Cardinals quarterback Blaine Gabbert throws a pass during a recent training camp practice.
CANTON, Ohio – Seven for seven. An excellent ratio if you're a quarterback talking pass completions. If you are a quarterback talking offensive coordinators/offensive systems compared to your years in the NFL, not so much.
But that's what Blaine Gabbert has endured, a constant churning of coaching styles and verbiage. Whether the Cardinals and Bruce Arians can provide a lucky No. 7 for the former top 10 draft pick, that's an unknown, although Gabbert would love to see it happen.
"Consistency in football is the name of the game," Gabbert said. "Being able to be in one system for an extended
period of time, where you can really start mastering it and focus on the fine print of it, that helps anybody."
Gabbert came into training camp with six weeks and five games to prove he's worth keeping around, even if the Cardinals might want to keep long-time backup Drew Stanton behind Carson Palmer. Gabbert's first real chance comes Thursday, when the Cards play the Dallas Cowboys in the Hall of Fame game with both Palmer and Stanton sitting out.
Gabbert will start and play the first half, with undrafted rookie Trevor Knight getting the second half at quarterback.
"You want to see him with live bullets," Arians said. "I see the talent in practice. Games are different. A different secondary, a different front, how you react to it, how you put all those pieces together."
Gabbert's potential challenge to Stanton's No. 2 spot has generated speculation since Gabbert signed in May, but unseating Stanton remains a long-shot. Instead, Gabbert's biggest battle may be with the roster, and Arians' preference to keep two quarterbacks. With Palmer's future landing year to year (and with Stanton's contract up after the season), the possibility of keeping Gabbert more for 2018 than 2017 remains real.
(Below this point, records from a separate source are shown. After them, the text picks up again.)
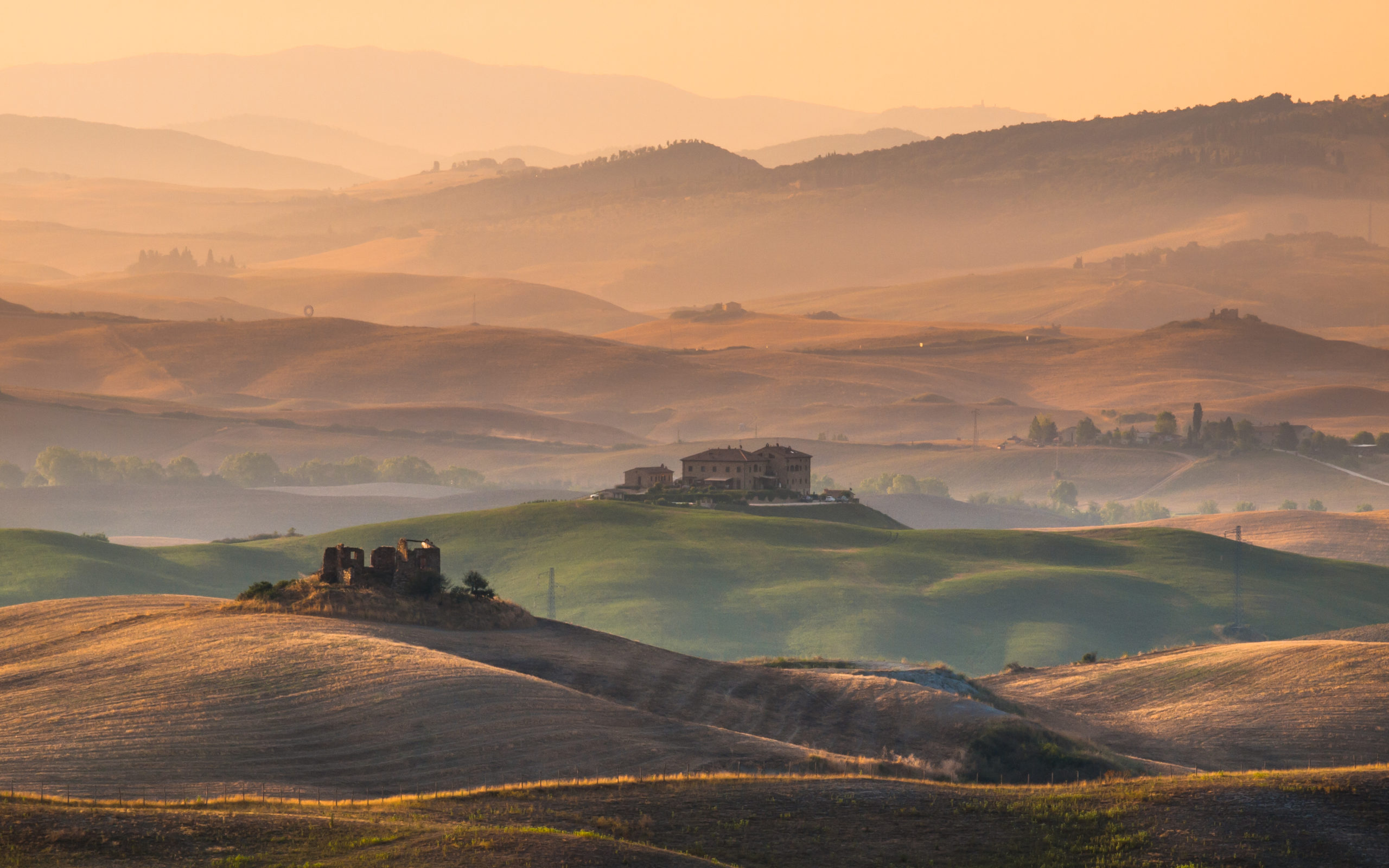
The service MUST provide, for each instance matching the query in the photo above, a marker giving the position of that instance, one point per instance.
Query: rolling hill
(296, 700)
(727, 585)
(441, 105)
(1237, 706)
(390, 299)
(60, 299)
(311, 142)
(1349, 537)
(106, 150)
(866, 381)
(805, 150)
(692, 222)
(1305, 281)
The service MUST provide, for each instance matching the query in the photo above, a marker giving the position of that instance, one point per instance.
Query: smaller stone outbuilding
(390, 566)
(643, 478)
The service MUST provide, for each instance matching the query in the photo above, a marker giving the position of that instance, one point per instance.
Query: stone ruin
(390, 566)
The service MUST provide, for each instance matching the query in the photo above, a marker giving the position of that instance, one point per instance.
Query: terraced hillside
(178, 692)
(732, 585)
(1254, 705)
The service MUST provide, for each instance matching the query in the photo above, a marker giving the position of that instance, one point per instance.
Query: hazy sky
(1067, 59)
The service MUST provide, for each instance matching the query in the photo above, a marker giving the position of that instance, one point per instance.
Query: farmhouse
(646, 477)
(390, 566)
(770, 467)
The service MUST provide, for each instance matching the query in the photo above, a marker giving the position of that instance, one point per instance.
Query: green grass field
(728, 585)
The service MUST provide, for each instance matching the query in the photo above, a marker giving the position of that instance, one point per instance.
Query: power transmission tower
(1239, 609)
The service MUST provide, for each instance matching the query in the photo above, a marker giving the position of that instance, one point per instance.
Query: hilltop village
(774, 469)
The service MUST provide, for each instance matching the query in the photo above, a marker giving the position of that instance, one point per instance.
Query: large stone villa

In a career that hasn't produced many wins with the Jaguars and 49ers, Gabbert is intelligent, has a strong arm
and is more athletic than Palmer or Stanton. But that must translate to the field, where Gabbert's ability to work the passing game down the field – Arians' favorite thing to do – hasn't always been apparent.
"We liked Blaine coming out (of college in 2011), Coach liked Blaine," Cardinals General Manager Steve Keim said. "The question is, why hasn't he had the sustained success like a lot of guys drafted in the top 10? I don't have those answers because I haven't spent enough time with them.
"I guess my mindset has always been, if you don't get up and swing, you're never going to hit the ball. If you are questioning, 'Why would you take that chance? What do you see in him?' He's a guy who has the tools. And the confidence we have in this coaching staff, particularly with the guys who work with the quarterbacks, if he's not going to do it here, he's not going to do it anywhere. Why not take that chance?"
The Cardinals are still searching for their post-Palmer QB. The draft has yet to yield anyone. The potential 2018 free-agent class is somewhat intriguing, at least moreso than normal.
But maybe Gabbert can find something under Arians he hasn't been able to find previously. Stability would seem to help. As rocky as his career has been, Gabbert said he has no reason to be bitter about his circumstances.
"It may seem that way to some of the outsiders but football is such a wonderful game," Gabbert said. "It's so fun just to play the game. Being bitter about any cards you've been dealt, that's not going to do you any good."